Certainly, there are other simple ways to use the Java stack with things like Play. DropWizard, etc.

But there is certainly a lot more complexity around tooling and deployments and such in the Java ecosystem than either Go or Node.js (although I can't say I'm a Java expert, so it could just be I'm just wrong).



I can totally understand that. Feels a bit unfair to paint an entire platform with the same brush if you haven't tried the more modern alternatives though.

This is a full HelloWorld web-server in Spray: http://scastie.org/14680

Play can get you to Hello World even easier:

  $ brew install typesafe-activator
  $ activator new my-first-app play-scala
  $ activator run
That's going from an off-the-shelf Mac with only homebrew installed to running your first Play app. To deploy it just run the `dist` task instead, and copy the generated .zip file to a server. Unzip it and run `./bin/my-first-app`. The only dependency you have on that system is Java.

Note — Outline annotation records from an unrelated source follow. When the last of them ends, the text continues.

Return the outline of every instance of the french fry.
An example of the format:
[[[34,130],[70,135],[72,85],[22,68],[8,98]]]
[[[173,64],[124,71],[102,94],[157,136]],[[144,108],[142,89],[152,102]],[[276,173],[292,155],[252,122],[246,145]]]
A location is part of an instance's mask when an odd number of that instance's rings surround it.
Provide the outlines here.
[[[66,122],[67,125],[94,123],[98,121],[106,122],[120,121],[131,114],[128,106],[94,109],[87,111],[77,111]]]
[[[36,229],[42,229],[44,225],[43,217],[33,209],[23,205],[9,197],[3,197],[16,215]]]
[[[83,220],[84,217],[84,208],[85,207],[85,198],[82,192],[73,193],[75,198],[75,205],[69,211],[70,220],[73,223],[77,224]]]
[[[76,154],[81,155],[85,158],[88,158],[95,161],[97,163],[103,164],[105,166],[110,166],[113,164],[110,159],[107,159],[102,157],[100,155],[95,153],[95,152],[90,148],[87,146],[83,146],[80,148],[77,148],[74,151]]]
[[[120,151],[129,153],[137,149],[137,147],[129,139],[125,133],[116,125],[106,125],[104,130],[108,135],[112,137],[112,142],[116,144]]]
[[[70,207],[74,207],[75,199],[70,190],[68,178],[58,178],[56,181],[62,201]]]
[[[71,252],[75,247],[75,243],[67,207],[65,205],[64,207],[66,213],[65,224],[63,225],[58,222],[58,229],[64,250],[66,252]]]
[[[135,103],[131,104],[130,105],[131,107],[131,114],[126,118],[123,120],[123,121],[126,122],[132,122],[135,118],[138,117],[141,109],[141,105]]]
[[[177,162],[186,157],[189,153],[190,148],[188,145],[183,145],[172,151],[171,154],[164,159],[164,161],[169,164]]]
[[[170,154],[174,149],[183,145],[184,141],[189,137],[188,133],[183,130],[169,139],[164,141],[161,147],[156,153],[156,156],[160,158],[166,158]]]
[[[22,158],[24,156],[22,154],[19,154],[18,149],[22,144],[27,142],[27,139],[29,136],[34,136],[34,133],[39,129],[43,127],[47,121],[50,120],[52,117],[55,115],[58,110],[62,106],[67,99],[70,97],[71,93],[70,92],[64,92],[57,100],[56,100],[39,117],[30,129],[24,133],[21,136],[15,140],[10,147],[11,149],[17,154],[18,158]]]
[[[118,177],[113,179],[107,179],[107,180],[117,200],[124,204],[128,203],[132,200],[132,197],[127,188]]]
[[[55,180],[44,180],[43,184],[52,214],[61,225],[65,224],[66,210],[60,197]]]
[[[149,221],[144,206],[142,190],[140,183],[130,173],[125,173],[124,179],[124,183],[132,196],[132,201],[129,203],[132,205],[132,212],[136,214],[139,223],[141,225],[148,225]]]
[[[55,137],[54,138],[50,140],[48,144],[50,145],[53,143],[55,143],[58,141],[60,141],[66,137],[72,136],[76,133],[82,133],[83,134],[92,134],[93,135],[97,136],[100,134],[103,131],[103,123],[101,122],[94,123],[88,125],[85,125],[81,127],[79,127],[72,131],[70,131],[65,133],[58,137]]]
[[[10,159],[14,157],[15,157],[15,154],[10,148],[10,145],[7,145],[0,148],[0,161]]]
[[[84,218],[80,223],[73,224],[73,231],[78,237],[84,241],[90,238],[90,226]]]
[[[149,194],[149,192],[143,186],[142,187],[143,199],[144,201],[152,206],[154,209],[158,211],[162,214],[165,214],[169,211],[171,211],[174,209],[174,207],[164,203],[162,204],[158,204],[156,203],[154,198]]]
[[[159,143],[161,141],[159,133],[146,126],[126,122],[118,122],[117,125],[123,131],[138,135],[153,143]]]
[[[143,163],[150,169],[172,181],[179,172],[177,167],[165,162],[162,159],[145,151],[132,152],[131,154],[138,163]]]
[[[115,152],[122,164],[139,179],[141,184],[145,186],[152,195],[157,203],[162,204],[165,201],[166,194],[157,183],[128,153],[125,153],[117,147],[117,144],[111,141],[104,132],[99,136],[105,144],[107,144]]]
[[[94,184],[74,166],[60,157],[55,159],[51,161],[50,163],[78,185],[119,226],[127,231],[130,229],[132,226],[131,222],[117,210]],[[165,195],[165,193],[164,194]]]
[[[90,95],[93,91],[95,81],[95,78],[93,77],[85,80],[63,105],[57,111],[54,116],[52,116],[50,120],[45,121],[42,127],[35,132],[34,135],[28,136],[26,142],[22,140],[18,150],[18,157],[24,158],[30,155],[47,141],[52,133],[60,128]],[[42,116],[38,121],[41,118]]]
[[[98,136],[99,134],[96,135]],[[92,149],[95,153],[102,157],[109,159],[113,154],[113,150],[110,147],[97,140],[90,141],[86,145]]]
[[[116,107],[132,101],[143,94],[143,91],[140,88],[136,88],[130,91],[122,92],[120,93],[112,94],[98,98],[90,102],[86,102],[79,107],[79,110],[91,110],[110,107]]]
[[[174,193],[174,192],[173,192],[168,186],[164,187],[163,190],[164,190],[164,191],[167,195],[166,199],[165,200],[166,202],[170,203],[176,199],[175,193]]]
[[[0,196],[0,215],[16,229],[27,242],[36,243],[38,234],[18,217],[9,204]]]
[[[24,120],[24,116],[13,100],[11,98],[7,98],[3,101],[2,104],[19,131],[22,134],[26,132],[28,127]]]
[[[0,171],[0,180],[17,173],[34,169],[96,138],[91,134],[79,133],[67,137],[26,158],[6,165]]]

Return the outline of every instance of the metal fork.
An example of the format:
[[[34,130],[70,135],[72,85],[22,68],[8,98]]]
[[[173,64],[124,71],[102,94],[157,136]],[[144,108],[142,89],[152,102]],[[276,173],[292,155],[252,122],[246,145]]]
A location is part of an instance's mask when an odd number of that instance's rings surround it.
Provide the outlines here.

Stick a load-balancer in front and you're good to go.

It's light-years beyond anything I've ever experienced on any other platform on the *nix side of things. Especially since it's also so much faster than any other platform I've worked with (decade old c# doesn't count).


With Spring Boot (not saying Spring is one of the "uncomplex" parts of the Java ecosystem) build and deployment goes like this: `gradle build`, `scp` the jar file to a server and then you can symlink it to `/etc/init.d/` and just use it as a service.